Not only is the U.S. health care system today fragmented and complex, but it is a system that delivers very poor value for the money as compared to health care systems in other developed countries.
Innovation is a learning process. Most new technologies are relatively primitive when they get to market, and benefits and risks often are refined over time. Sometimes, unanticipated new uses of technology occur as people use the technology. There is a question about how the efficiency of that process can be increased since it frequently takes a long time to obtain a good understanding of the uses and value of a technology.
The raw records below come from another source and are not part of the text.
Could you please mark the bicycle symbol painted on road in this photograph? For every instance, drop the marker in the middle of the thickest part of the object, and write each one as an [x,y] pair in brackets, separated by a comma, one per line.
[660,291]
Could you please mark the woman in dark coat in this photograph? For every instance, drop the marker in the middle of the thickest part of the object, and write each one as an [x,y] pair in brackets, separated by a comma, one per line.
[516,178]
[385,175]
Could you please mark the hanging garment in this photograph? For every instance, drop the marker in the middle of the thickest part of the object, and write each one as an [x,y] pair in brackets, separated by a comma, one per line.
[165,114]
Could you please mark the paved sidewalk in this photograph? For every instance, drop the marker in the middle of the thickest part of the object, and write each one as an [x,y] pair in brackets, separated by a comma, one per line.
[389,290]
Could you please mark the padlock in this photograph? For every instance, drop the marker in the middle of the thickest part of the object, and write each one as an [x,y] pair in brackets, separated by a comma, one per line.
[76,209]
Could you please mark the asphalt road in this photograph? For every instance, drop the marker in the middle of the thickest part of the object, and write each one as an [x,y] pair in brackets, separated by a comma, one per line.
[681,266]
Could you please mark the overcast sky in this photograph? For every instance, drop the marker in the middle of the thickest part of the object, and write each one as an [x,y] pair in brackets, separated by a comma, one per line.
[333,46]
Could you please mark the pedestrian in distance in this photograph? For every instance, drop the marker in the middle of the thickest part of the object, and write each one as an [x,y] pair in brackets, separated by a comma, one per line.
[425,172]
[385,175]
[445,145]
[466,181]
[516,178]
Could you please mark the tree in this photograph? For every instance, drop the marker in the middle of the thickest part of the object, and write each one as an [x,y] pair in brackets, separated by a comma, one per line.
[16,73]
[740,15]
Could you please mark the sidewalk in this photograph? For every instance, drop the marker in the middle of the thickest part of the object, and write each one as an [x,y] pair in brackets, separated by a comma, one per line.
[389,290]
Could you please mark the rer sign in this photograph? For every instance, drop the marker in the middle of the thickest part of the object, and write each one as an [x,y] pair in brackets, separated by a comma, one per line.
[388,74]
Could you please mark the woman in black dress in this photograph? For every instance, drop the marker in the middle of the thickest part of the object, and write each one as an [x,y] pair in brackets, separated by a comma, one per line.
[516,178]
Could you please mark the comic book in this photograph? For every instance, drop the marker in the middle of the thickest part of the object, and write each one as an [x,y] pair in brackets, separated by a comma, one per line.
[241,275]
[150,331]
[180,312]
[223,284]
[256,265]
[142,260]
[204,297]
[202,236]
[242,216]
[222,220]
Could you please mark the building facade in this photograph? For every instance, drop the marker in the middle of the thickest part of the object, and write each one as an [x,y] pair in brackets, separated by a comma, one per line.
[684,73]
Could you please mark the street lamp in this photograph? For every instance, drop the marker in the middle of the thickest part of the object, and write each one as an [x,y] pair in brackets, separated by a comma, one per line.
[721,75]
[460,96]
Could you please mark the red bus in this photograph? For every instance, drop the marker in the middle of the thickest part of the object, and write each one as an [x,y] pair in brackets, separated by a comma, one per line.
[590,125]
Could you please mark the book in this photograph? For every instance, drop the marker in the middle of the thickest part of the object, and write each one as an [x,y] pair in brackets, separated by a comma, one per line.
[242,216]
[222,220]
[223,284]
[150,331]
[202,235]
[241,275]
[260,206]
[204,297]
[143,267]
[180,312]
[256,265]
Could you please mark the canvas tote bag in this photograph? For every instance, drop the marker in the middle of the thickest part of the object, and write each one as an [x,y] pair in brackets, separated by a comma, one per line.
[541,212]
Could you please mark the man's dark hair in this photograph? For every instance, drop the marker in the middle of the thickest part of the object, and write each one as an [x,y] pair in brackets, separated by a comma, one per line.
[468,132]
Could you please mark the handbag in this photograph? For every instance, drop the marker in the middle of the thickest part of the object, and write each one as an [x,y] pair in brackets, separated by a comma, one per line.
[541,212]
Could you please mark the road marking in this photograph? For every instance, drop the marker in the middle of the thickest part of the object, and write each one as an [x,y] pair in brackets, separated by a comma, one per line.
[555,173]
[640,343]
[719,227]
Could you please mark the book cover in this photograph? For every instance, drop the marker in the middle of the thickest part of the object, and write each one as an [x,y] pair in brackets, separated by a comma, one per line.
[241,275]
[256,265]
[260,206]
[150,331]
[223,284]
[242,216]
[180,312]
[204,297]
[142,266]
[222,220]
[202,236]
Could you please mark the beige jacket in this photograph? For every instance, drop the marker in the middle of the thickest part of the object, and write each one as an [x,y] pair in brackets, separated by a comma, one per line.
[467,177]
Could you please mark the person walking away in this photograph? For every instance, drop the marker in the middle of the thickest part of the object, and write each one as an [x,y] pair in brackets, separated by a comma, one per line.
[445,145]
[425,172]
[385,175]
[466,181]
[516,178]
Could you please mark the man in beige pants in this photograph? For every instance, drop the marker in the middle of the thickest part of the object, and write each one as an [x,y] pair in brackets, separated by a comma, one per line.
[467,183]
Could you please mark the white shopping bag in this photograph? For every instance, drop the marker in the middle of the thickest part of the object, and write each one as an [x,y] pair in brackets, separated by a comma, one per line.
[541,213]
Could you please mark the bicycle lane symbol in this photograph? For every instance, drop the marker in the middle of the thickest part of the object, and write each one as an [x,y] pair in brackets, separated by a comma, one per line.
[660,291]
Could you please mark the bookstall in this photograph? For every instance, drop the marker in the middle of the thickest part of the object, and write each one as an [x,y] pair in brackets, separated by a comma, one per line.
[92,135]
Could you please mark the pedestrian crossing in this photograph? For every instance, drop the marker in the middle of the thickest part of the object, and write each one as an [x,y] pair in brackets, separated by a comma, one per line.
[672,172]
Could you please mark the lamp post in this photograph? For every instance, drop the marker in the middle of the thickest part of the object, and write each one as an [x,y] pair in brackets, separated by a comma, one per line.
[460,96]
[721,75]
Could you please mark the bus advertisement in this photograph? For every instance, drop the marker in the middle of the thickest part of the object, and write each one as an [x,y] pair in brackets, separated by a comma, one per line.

One approach might be to think explicitly about capacity development—that is, not just encouraging innovation but encouraging the capacity to incorporate new innovations into the health care system.
The theme heard over and over in the workshop was evidence. Everyone agrees, although from a variety of perspectives, that evidence is needed to support innovation in health care. It was suggested that evidence is needed to show that an innovation will make a difference in outcomes that patients will notice. Evidence that shows an innovation will help clinicians do better at something they are already doing or do something helpful and beneficial that they previously were unable to do is also important.
From a health technology assessment viewpoint, randomized clinical trials (RCTs) are a gold standard, but they are not the usual way in which technology is evaluated because there are not very many RCTs. Health technology assessment usually needs to use a combination of indirect evidence and causal inference, and that leads to a number of serious questions. How does one make optimal use of indirect evidence? When should RCTs be insisted upon?
What is the role of the post-market evaluation process; that is, for that early diffusion process where there is learning about the technology? What is the role for evaluation at that stage, either RCTs or observational data? What kinds of infrastructures would promote the best use of post-market evaluation?
Throughout the discussion of evidence there was a recurrent idea that further work on evidence standards is needed. One important point made is that test developers face different needs from regulators than they face from payers. There is a need to think about the hurdles for regulation and payment being the same.
When is a leap of inference justified?
What is the role of cost-effectiveness or other economic indicators in determining whether something comes to market?
Is there any way to enable health technology assessment to occur earlier in the process, beginning even pre-market?